Evolusi Cubeia: AI Merevolusi Pengembangan Kode

Evolusi Cubeia: AI Merevolusi Pengembangan Kode

Cubeia, sebuah perusahaan iGaming di Stockholm, menerapkan perubahan signifikan dengan memanfaatkan kecerdasan buatan (AI) untuk merombak cara mereka mengembangkan kode. Tujuan utama dari langkah ini adalah untuk meningkatkan efisiensi serta produktivitas dalam pengembangan fitur. Dengan mengandalkan analisis COO, Stefan Grenstad, telah diketahui bahwa pengembang dengan tingkat keahlian menengah dapat mencapai hasil yang mengesankan dengan bantuan AI. Di industri game yang bergerak cepat, AI telah menjadi bagian integral, mulai dari chatbot hingga pembuatan konten game. Cubeia berencana untuk sepenuhnya memasukkan AI ke dalam proses pengkodean mereka, dan diharapkan transisi ini selesai pada bulan Agustus.

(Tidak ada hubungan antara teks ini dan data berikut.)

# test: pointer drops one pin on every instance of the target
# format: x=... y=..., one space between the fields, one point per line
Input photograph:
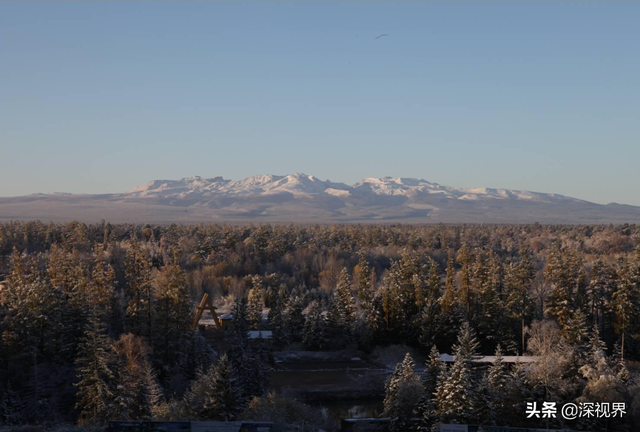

Observasi ini terjadi setelah Grenstad melihat kontribusi signifikan dari pengembang tingkat menengah. "AI menjadi kunci dari pencapaian ini," katanya.

Menyempurnakan Proses yang Ada

Grenstad menegaskan bahwa pendekatan ini lebih dari sekadar pengurangan tenaga kerja. Fokus utama adalah meningkatkan ketangkasan dan kemampuan adaptasi dalam pengembangan. Sebelum ini, pengembangan sering kali terjebak dalam sprint dua minggu yang menyerupai produksi massal. "Kami mengelola backlog yang ditentukan oleh pemilik produk, tetapi sering kali revisi tak bisa dilakukan sebelum produksi," ujarnya. Dengan AI, durasi proses dapat dikurangi secara signifikan. Fitur yang biasanya memakan waktu dua minggu kini bisa diselesaikan dalam satu hari, memungkinkan beberapa iterasi dilakukan dalam sehari. "Kami dapat melakukan tiga hingga empat iterasi dalam satu hari," tambah Grenstad.

Peran Penting Manusia

Meskipun AI berperan besar, intervensi manusia dalam proses ini tetap diperlukan, terutama saat peninjauan kode. "Peninjauan sangat penting untuk memastikan AI tidak melakukan kesalahan asumsi," kata Grenstad. Meski seiring berjalannya waktu kepercayaan kepada AI akan meningkat, namun saat ini, tahapan peninjauan tetap penting. Menurut CPO Ernander, tantangan terberat adalah memastikan kode AI kompatibel dengan kode yang sudah ada. Diskusi mendalam tentang ruang lingkup dan detail pengembangan menjadi lebih penting dibandingkan penulisan kode itu sendiri. Setelah kesesuaian ini tercapai, diharapkan produk dapat lebih cepat diluncurkan ke pasar.